I believe that equities remain overvalued and overbought, but overvalued markets can stay overbought for a long time. Over at ZeroHedge, which seems to have a slight predilection for conspiracy theories, quotes Charles Biderman of Trim Tabs on the possibility of government intervention in the stock market:
This type of intervention could explain some of the unusual market action in recent months, with stock prices grinding higher on low volume even as companies sold huge amounts of new shares and retail investors stayed on the sidelines. For example, Tyler Durden of ZeroHedge has pointed out that virtually all of the market’s upside since mid-September has come from after-hours S&P 500 futures activity.
If we were involved in a scheme to manipulate the stock market, we would want to keep it in place until after the “wealth effect” put a floor under the economy of, say, three quarters of positive GDP growth.
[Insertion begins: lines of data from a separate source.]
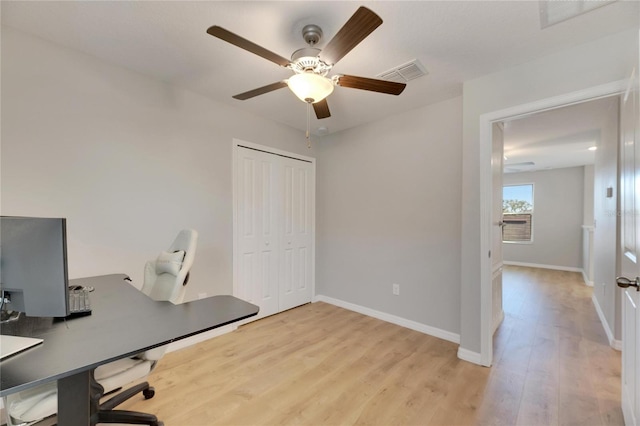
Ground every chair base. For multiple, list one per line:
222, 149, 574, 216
91, 382, 163, 426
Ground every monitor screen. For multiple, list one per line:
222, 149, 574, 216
0, 216, 69, 317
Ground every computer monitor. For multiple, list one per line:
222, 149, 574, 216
0, 216, 69, 317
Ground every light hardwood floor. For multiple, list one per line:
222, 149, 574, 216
121, 267, 623, 426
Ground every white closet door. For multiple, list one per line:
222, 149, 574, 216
280, 158, 315, 311
234, 144, 315, 319
234, 149, 280, 317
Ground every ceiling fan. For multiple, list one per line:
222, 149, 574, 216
207, 6, 406, 120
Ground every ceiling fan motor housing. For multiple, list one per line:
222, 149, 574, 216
302, 24, 322, 46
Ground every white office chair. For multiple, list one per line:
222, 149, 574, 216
5, 230, 198, 426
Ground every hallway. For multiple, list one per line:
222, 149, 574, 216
481, 266, 624, 425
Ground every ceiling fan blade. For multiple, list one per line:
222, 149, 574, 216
320, 6, 382, 65
312, 98, 331, 120
207, 25, 290, 67
233, 81, 287, 101
336, 75, 407, 95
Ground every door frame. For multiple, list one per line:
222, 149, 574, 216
477, 79, 627, 367
231, 138, 316, 306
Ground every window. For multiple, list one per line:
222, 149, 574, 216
502, 184, 533, 243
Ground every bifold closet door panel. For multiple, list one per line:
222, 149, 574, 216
236, 149, 281, 317
280, 158, 314, 311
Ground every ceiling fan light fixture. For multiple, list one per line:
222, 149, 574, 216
287, 72, 333, 103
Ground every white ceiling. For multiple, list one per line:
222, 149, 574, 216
504, 96, 619, 173
1, 0, 638, 133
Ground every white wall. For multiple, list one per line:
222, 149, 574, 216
1, 26, 315, 300
460, 29, 637, 353
582, 164, 595, 286
593, 98, 622, 339
582, 164, 595, 226
502, 167, 584, 270
316, 98, 462, 334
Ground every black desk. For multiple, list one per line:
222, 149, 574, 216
0, 274, 259, 426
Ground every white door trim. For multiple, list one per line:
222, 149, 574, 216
480, 79, 627, 367
231, 138, 316, 310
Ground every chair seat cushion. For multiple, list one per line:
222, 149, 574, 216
94, 358, 153, 393
7, 382, 58, 424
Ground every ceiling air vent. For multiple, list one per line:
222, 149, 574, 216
376, 59, 428, 83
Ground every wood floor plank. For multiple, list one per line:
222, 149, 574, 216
120, 267, 622, 426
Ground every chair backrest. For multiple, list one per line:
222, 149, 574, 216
142, 229, 198, 304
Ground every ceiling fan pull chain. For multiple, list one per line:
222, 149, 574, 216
307, 101, 311, 149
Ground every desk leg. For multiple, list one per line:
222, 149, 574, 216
58, 370, 93, 426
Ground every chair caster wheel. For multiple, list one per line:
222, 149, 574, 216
142, 388, 156, 399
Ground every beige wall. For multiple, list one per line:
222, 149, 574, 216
316, 98, 462, 334
502, 167, 584, 270
1, 27, 315, 300
460, 29, 637, 353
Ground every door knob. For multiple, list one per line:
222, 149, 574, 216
616, 277, 640, 291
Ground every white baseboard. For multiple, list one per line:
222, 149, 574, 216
167, 324, 238, 352
503, 260, 584, 274
313, 295, 460, 344
458, 347, 482, 365
591, 294, 622, 351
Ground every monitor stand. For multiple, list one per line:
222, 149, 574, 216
0, 309, 20, 324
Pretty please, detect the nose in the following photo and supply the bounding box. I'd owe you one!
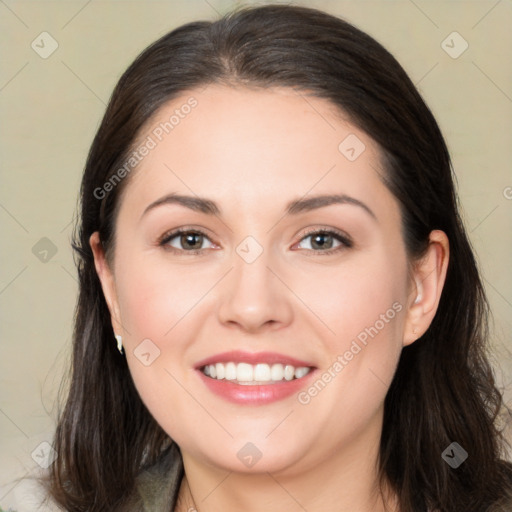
[218,245,293,333]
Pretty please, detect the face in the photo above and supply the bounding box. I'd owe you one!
[95,85,420,474]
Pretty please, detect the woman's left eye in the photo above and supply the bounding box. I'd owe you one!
[292,230,352,253]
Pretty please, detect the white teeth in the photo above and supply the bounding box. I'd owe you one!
[295,366,309,379]
[224,363,236,380]
[203,362,311,384]
[236,363,254,382]
[215,363,226,380]
[270,364,284,380]
[254,364,272,381]
[284,364,295,380]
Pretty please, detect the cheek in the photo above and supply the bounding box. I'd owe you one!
[117,252,215,345]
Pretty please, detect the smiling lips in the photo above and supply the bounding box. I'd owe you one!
[196,352,314,405]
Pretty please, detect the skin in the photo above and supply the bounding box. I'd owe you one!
[90,85,449,512]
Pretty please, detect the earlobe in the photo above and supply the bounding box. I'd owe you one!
[403,230,449,345]
[89,231,122,333]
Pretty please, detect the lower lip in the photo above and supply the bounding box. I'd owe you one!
[198,370,314,405]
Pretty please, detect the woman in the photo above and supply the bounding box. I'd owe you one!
[42,6,512,512]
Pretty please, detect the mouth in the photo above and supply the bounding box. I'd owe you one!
[195,352,316,405]
[201,361,312,386]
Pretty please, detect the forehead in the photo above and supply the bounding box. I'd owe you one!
[121,85,391,220]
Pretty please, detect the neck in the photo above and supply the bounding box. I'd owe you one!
[176,406,398,512]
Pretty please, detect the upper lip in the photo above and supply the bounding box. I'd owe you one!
[196,350,313,369]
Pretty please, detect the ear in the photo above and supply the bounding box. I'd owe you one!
[403,230,450,346]
[89,231,124,335]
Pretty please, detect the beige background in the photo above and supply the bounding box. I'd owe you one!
[0,0,512,512]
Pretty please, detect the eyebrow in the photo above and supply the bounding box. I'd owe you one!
[141,193,377,220]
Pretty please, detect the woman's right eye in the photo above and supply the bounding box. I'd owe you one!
[160,229,216,254]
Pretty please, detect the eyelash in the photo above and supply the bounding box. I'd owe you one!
[158,227,354,256]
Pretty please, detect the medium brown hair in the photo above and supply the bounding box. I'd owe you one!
[41,5,512,512]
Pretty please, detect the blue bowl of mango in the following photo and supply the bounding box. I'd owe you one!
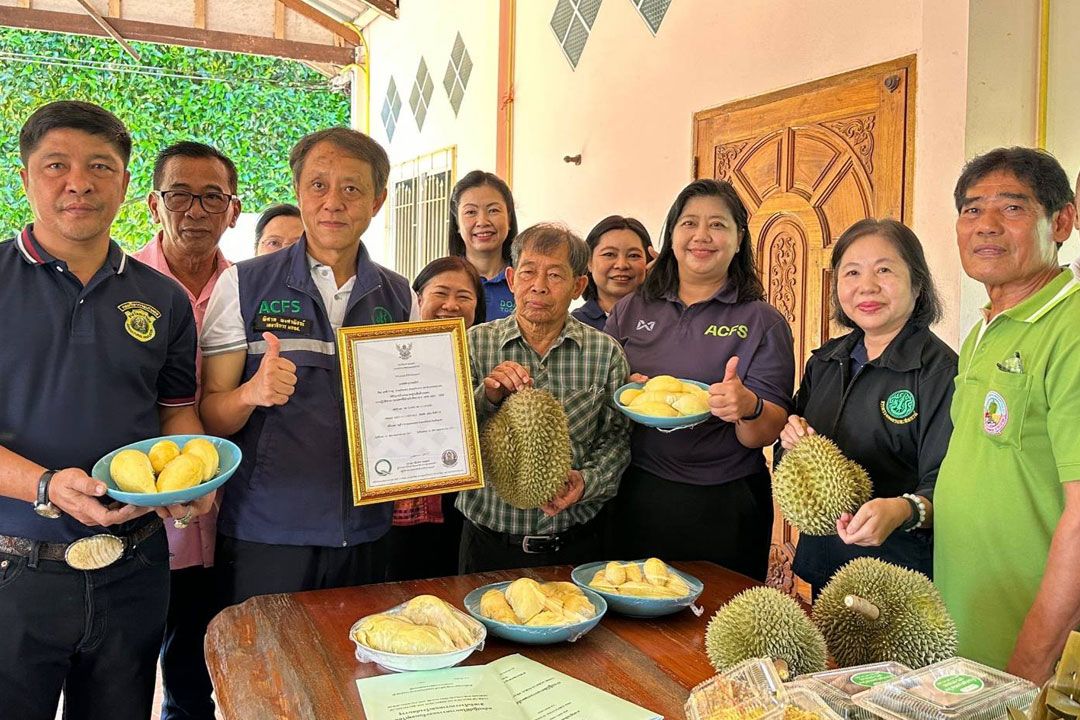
[91,435,241,507]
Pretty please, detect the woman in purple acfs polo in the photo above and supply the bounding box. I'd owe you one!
[605,180,795,580]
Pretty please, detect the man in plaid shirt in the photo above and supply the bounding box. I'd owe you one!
[457,225,630,573]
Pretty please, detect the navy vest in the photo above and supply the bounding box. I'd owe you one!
[218,237,413,547]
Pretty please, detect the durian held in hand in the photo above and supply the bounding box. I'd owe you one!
[589,557,690,599]
[617,375,708,418]
[352,595,482,655]
[109,437,219,493]
[480,578,596,627]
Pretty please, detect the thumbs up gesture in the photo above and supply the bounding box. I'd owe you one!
[244,332,296,407]
[708,355,757,422]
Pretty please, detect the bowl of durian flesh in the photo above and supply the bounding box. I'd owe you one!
[615,375,710,430]
[349,595,487,673]
[91,435,241,507]
[464,578,607,644]
[570,557,705,617]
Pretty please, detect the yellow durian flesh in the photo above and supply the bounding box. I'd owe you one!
[157,453,203,492]
[184,437,220,481]
[147,440,180,475]
[109,450,157,492]
[645,375,683,393]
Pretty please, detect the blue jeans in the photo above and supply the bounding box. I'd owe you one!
[0,530,168,720]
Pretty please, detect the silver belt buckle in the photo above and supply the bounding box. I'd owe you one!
[64,533,124,570]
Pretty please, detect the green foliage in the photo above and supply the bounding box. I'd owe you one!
[0,28,349,249]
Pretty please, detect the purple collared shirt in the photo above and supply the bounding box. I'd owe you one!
[132,232,232,570]
[604,285,795,485]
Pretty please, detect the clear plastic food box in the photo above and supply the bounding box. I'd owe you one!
[852,657,1039,720]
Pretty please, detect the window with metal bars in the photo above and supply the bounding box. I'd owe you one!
[387,147,457,280]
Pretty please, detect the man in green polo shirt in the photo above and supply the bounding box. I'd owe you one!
[934,148,1080,683]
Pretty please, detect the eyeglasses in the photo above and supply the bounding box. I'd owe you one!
[153,190,239,215]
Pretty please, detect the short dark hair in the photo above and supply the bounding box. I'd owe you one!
[640,178,765,302]
[153,140,238,194]
[18,100,132,167]
[288,127,390,194]
[510,222,589,277]
[831,218,943,328]
[413,257,487,325]
[953,147,1076,217]
[449,169,517,264]
[582,215,652,300]
[255,203,300,247]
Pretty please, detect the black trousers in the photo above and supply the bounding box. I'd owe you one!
[161,566,217,720]
[609,465,772,581]
[214,533,387,608]
[387,492,464,582]
[0,530,168,720]
[458,515,605,574]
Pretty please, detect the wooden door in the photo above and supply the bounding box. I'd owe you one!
[693,55,915,593]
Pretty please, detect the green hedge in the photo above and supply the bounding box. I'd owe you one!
[0,28,349,249]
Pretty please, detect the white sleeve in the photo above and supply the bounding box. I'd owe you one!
[199,266,247,356]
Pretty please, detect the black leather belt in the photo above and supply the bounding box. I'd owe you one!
[0,517,163,570]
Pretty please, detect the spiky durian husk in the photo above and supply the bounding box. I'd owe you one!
[772,435,870,535]
[813,557,956,668]
[705,587,825,677]
[480,388,571,510]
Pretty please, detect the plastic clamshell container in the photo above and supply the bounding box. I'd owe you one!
[349,600,487,673]
[852,657,1039,720]
[90,435,242,507]
[464,581,607,646]
[611,378,712,430]
[788,662,912,720]
[570,559,705,617]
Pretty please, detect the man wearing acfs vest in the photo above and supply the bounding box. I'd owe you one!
[200,127,419,604]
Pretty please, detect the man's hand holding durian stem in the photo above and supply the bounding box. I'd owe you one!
[780,415,818,450]
[243,332,296,407]
[540,470,585,517]
[484,361,532,405]
[708,355,757,422]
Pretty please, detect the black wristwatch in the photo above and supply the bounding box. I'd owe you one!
[739,395,765,420]
[33,470,60,520]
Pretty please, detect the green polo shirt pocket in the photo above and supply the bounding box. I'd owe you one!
[983,369,1031,450]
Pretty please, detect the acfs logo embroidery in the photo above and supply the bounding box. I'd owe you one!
[117,300,161,342]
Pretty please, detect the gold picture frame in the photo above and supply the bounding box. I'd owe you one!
[337,317,484,505]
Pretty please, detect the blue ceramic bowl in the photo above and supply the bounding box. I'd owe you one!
[91,435,241,507]
[464,581,607,646]
[613,378,713,430]
[570,560,705,617]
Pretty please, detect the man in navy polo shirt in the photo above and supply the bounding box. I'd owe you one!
[0,101,213,720]
[200,127,420,603]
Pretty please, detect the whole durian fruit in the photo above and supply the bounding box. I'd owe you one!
[813,557,956,667]
[772,435,870,535]
[480,388,570,510]
[705,587,825,679]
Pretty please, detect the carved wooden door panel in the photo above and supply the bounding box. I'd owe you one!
[694,56,915,593]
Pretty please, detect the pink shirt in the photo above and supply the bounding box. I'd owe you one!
[132,232,232,570]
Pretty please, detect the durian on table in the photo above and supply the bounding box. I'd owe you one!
[772,435,872,535]
[109,437,220,493]
[480,388,571,510]
[705,587,825,680]
[617,375,708,418]
[480,578,596,626]
[589,557,690,598]
[813,557,956,667]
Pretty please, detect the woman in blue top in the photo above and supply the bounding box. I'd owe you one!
[449,169,517,323]
[570,215,652,330]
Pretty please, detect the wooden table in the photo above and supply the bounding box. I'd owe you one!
[206,562,757,720]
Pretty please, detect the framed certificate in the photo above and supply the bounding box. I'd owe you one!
[338,317,484,505]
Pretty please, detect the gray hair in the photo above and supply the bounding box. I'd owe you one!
[510,222,589,276]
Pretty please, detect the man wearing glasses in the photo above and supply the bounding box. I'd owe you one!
[134,141,240,720]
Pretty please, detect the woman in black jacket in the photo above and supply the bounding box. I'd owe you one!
[780,219,957,594]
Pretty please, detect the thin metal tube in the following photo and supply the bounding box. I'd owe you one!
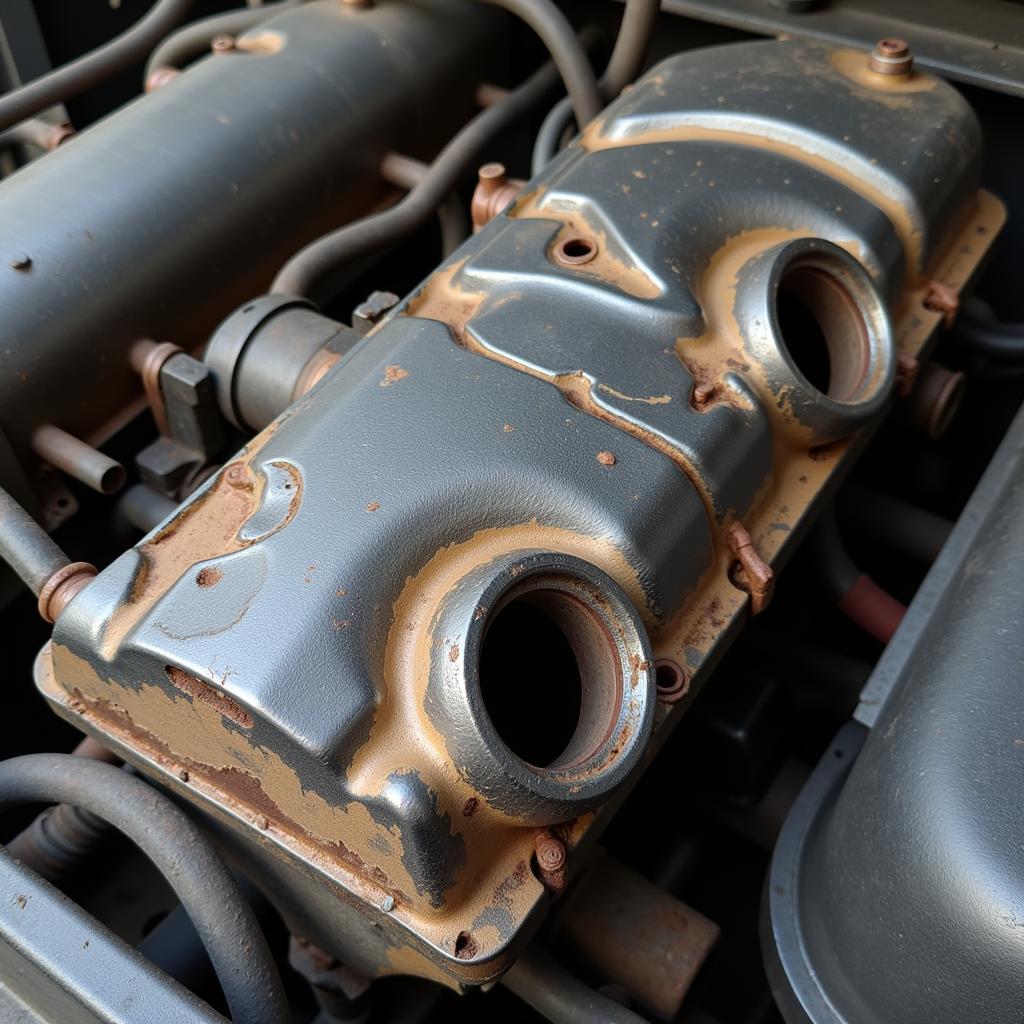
[0,0,193,130]
[502,947,645,1024]
[32,423,126,495]
[0,754,289,1024]
[482,0,604,125]
[530,0,662,175]
[143,0,303,82]
[270,54,557,296]
[0,487,71,595]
Assuming the economy were performing better, then ending the support for stock prices would be justified because a stock market decline would not be so painful.
While the evidence is consistent with government intervention, I have no idea whether the Plunge Protection Team (PPT) has been active in the market and I don’t care to guess.
Teaching you how to fish
Given the current backdrop, the downside risks are likely to be much higher than upside rewards. My inner trader tells me to wait for signs of technical breakdowns before either more defensive or aggressively committing funds to the short side of the market.
Giving my readers a market forecast is like giving someone a fish. As the saying goes, if you teach someone how to fish…
(they’ll want to buy a boat.)
[*] If tied to an anthill, I would bravely forecast that the S&P 500 is likely to trade between 500 and 2000 in the coming year.